Jay continued to talk. "Secondly, you think that it could have gone otherwise. And sure, it could have. But what you don't understand is if it had ended differently it had gone that way only because you had wanted so. There's not such a universe, where I don't want to be with you. No universe, in which I voluntarily leave you. I. Love. You. " He had decided that even if those three words had been the protagonist in this process, he shouldn't evade those. After all, his mission was to show Hailey what those words could really mean.

Hailey couldn't stop the new wave of tears to burst. She smiled so widely and leaned to kiss Jay. The kiss was so tender, like she had wanted to pour all her feelings to it. When they broke the kiss, she whispered her voice thick with tears: "Nor is there a universe where I wouldn't wanna be with you."

Jay kissed her again before returning to the kitchen. Soon he came back with their sandwiches and drinks. He sat down next to her and turned the TV on.

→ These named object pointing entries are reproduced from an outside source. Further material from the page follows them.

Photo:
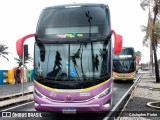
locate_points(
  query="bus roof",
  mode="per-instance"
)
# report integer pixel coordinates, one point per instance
(77, 5)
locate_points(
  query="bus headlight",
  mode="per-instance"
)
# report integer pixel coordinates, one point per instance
(38, 93)
(104, 93)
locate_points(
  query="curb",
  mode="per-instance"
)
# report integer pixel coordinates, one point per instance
(155, 105)
(15, 99)
(14, 95)
(127, 94)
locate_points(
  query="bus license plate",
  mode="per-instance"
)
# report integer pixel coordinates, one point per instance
(69, 111)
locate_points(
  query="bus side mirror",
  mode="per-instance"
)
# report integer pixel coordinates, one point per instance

They ate while watching the hockey game and talking about this and that. It was again like Jay would know what she needed without she had to say it aloud. They both knew that they still had things to talk about but right now Hailey was so exhausted that this little moment of normalcy was all she needed at the moment.

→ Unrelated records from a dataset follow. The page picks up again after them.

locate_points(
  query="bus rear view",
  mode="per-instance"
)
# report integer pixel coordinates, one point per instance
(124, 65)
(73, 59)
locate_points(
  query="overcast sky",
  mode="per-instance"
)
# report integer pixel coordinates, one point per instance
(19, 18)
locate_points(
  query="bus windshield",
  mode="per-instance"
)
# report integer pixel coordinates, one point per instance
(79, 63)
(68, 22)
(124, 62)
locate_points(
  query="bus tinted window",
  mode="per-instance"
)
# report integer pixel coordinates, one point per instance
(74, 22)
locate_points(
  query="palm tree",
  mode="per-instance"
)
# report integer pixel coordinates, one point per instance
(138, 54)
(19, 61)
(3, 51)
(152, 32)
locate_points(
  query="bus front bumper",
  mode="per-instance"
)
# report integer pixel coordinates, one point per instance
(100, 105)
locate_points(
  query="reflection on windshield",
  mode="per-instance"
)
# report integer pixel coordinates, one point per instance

They had already eaten and were just cuddling, when Jay saw Hailey begin to doze.

"Hails… let's go to sleep", he whispered to her ear.

"Hmmmm… I really need to go shower first, but I don't wanna. You are so comfy and warm", Hailey whined.

"I can come with you", Jay offered. He could see Hailey hesitate for a brief moment. "We don't have to do anything else than to shower. I just want to be close to you."

Hailey smiled and nodded. Jay had guessed right, she wanted him to come with her but she was so exhausted and after what had happened today, she didn't want him to feel rejection in any way. But he had meant it, when he said that he wanted just to be close to her. Sure, when he had said that she wanted Hailey, it included all the aspects of adult relationship, but right now sex isn't what Hailey needed and his mission tonight was to give her what she needed. Furthermore, sex wasn't something they had problems with. Not at all, it had been confusingly natural from the beginning. No uncomfortable or awkward moments, just pure passion and bliss. Jay thought that maybe so much unresolved sexual tension and ability to read each other without words caused such a normalcy.

They stepped on the warm shower together. It felt so good.

"Can I wash your hair?"Jay asked, almost shy.

"Always", Hailey answered. She loved when he washed her hair, it was something so intimate without being sexual. Hailey hadn't ever been shy when it comes sex, not when it was just a sex. But other kind of intimacy had always felt weird to her before Jay. She hadn't been the one to sleep in the spoon or wash each other, but with Jay she had realized she enjoyed such things. It was once again one thing which was so different with him.

Jay took a bottle of shampoo and poured dollop to his hand before applying it to Hailey's hair. He massaged her scalp and felt how she relaxed. After rinsing her hair he applied the conditioner too. He loved Hailey's hair. It was so wild and beautiful, it was so her.

They washed themselves before stepping out the shower. Hailey held out the towel to Jay and took one to herself. After drying herself she dressed in panties and Jay's old t-shirt before climbing to the bed. Jay followed her, dressed only in his boxer briefs.

Jay took her immediately on his arms, her head resting on his chest. It felt like the morning had happened years ago. Hailey reached out to kiss him. Kisses were slow and tender, like they had wanted to calm themselves down once more before falling into much needed sleep.

They had already settled back when Hailey lifted her head again.

"What's up?"Jay smiled at her.

"Do you remember what I said this morning, before freaking out? That I wanted you, then coffee and waffles?", Hailey asked.

"Yeah" Jay answered, raising his brows knowingly.

"Do you think I can get all that tomorrow morning?"

"Oh yeah, definitely. Always for you, baby girl" Jay smirked with a glint in his green eyes.

"Good", Hailey sighed and landed down closing her eyes. Jay kissed the crown of her head and before falling asleep thought that like always, they were good again. They were always gonna be good.